So, it's my fault about diskd. =)

But aufs still doesn't work at all! I.e. aufs works under 9.2-RELEASE, but crashes under 10.0-RELEASE.


----------



## xtaz (Feb 2, 2014)

I can confirm what you've found. I used www/squid33 for years with aufs and then there were some changes made to the port to allow it to be compiled with `clang` on FreeBSD 10. It just crashes with signal 11 when you try and run things like `squid -z`. I never actually got around to reporting it though. Probably worth sending in a problem report.


----------



## Mox (Feb 5, 2014)

xtaz said:
			
		

> I can confirm what you've found. I used www/squid33 for years with aufs and then there were some changes made to the port to allow it to be compiled with `clang` on FreeBSD 10. It just crashes with signal 11 when you try and run things like `squid -z`. I never actually got around to reporting it though. Probably worth sending in a problem report.


Thank you! What's better: write a PR or write to freebsd-stable?


----------



## SirDice (Feb 5, 2014)

Mox said:
			
		

> What's better: write a PR or write to freebsd-stable?

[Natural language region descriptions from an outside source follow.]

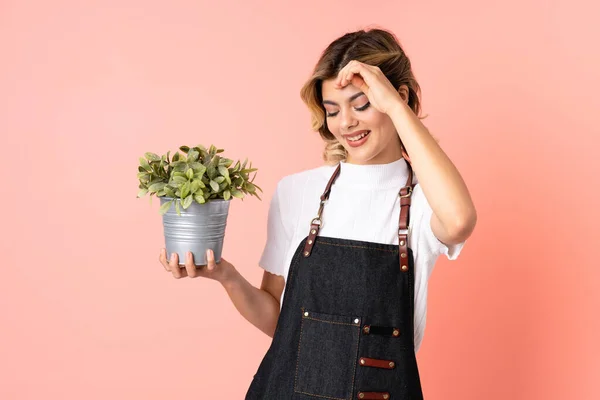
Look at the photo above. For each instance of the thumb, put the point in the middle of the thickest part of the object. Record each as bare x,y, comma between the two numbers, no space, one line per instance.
210,259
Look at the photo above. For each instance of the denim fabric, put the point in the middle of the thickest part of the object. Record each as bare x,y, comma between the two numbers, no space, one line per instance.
319,339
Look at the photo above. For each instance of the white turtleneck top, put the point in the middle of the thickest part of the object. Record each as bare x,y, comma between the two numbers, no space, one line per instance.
363,205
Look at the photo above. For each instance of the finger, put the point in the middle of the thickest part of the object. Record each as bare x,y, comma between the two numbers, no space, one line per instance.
162,257
174,265
190,267
210,260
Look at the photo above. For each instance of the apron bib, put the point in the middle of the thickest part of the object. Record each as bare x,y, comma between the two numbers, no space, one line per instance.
345,330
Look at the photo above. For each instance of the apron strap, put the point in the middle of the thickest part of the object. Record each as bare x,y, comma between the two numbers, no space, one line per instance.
403,223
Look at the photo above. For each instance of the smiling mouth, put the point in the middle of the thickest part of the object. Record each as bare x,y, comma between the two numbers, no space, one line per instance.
358,137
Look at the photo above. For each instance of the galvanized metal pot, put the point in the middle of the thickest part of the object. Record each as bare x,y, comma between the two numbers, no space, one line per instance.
197,229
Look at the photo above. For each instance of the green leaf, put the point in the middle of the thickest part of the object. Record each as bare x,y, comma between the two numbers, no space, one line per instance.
157,186
169,192
144,164
195,185
199,198
223,171
165,207
190,173
152,156
250,187
212,172
193,156
187,202
185,190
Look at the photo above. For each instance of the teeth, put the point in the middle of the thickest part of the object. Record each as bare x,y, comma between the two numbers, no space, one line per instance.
355,138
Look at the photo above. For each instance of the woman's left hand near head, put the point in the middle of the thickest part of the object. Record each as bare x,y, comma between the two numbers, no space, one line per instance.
373,83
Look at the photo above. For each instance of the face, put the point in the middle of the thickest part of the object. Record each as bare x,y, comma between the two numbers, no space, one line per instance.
349,116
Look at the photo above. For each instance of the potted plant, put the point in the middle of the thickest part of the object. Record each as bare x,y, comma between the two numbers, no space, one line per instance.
195,189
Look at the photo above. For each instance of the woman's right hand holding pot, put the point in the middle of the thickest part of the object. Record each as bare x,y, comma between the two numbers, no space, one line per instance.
221,272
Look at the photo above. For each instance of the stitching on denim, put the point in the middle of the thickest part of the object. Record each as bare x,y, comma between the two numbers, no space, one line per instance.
298,358
329,322
298,355
323,397
357,247
355,360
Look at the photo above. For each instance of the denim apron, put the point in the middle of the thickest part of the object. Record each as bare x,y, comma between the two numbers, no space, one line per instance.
345,330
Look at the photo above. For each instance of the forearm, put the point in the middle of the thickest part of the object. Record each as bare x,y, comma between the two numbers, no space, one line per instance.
257,306
440,180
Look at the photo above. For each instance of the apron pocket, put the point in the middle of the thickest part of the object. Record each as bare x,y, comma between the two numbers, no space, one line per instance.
327,355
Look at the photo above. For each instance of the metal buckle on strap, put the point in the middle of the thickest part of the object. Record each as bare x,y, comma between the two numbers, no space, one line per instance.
408,194
408,230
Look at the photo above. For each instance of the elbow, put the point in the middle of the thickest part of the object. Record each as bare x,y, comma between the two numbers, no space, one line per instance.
463,227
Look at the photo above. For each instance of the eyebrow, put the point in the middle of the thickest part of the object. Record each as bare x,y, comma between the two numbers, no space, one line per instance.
353,97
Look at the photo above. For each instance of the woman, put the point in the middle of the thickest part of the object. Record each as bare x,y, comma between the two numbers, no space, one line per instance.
355,261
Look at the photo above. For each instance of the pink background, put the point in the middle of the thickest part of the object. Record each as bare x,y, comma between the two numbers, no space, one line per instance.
87,311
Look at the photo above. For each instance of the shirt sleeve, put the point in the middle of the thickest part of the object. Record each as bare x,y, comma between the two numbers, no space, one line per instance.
278,239
426,235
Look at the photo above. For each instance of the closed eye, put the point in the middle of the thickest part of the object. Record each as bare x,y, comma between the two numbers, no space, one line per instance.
363,108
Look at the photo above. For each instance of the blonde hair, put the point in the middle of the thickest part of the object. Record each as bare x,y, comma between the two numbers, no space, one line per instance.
376,47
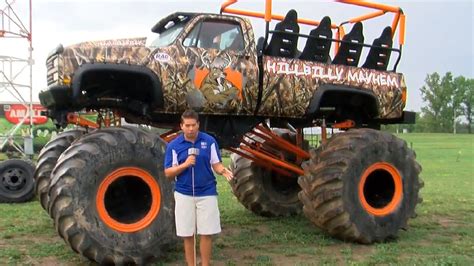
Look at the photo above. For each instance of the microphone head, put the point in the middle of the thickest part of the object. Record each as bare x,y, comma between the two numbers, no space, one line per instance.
193,151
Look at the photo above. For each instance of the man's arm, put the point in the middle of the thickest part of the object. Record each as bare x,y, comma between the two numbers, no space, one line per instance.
221,170
173,171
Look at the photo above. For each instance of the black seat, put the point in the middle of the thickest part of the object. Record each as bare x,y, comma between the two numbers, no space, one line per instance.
379,53
350,49
317,48
283,44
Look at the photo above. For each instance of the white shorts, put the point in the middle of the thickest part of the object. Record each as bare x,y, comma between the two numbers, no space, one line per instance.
207,210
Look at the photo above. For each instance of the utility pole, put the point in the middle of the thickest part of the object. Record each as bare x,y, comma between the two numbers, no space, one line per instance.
15,82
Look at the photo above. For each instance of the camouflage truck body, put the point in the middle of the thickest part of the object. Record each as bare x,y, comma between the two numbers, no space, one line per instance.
233,88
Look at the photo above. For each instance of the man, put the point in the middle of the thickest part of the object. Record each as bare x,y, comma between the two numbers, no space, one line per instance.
189,159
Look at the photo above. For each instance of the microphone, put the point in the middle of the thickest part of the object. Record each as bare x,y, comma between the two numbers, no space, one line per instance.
193,151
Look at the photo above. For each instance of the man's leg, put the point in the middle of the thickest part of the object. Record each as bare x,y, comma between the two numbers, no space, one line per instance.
189,250
206,249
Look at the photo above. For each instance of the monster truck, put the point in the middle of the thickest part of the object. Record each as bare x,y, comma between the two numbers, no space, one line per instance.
106,189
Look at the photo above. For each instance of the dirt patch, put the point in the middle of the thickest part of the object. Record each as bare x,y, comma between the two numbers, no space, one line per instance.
448,222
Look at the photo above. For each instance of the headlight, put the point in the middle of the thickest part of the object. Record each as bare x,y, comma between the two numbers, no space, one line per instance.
54,66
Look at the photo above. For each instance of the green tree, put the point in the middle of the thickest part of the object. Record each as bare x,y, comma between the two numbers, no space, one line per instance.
437,94
464,90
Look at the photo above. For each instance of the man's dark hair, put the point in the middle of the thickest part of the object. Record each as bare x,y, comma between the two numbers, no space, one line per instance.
190,113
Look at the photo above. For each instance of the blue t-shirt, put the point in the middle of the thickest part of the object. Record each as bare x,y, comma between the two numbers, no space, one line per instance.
204,179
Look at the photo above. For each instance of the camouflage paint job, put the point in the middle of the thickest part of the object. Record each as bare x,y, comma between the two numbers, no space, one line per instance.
226,82
120,51
289,85
193,77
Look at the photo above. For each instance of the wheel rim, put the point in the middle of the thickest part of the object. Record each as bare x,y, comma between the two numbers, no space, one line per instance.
13,179
380,189
128,199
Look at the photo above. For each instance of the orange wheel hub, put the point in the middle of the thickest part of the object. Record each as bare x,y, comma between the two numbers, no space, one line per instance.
380,189
145,180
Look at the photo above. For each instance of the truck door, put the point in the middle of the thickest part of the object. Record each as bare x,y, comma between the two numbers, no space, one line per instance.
222,68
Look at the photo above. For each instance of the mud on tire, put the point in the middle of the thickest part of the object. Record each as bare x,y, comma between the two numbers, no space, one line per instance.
110,199
16,181
263,191
361,185
47,160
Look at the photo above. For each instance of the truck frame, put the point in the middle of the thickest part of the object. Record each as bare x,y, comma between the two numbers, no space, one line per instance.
104,184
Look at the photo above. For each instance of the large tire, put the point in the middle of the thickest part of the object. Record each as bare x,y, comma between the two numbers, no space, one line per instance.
47,160
110,199
263,191
16,181
361,185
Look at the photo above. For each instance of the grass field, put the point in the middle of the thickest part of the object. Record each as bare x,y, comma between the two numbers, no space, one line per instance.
442,234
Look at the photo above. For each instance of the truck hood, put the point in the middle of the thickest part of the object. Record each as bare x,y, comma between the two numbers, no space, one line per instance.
117,51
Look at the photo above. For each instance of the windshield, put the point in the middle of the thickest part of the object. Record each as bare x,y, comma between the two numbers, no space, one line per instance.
168,36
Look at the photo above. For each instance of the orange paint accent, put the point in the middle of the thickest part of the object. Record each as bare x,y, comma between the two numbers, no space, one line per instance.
283,164
402,30
262,163
199,76
367,16
170,135
234,77
344,124
383,7
254,14
381,10
280,142
395,22
155,204
397,195
75,119
268,10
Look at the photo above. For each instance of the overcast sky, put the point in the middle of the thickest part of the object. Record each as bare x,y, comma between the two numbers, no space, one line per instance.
439,34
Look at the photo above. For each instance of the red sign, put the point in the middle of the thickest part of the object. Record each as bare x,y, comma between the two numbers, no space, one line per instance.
14,113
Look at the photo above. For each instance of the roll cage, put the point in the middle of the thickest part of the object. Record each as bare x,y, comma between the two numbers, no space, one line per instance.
398,22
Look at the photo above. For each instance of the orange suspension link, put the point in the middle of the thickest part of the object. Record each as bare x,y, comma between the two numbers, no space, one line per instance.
76,119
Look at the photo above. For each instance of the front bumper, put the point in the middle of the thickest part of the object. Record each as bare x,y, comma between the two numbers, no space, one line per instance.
57,97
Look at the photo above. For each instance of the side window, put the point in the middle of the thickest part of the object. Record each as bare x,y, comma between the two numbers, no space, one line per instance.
216,35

It won't hurt to do both. You can refer to the PR in the email to the mailing list. The PR is mainly there to keep track of bugs and fixes. The mailing lists are usually used for discussions on how to fix them.


----------



## xtaz (Feb 7, 2014)

Although freebsd-ports is probably better than freebsd-stable for that. I'll definitely be interested in a fix for this. But I unfortunately never reported it at the time because I don't actually use squid very often so forgot about it until I read this thread. Thanks!


----------



## Mox (Feb 7, 2014)

Thank you! I wrote to freebsd-ports@


----------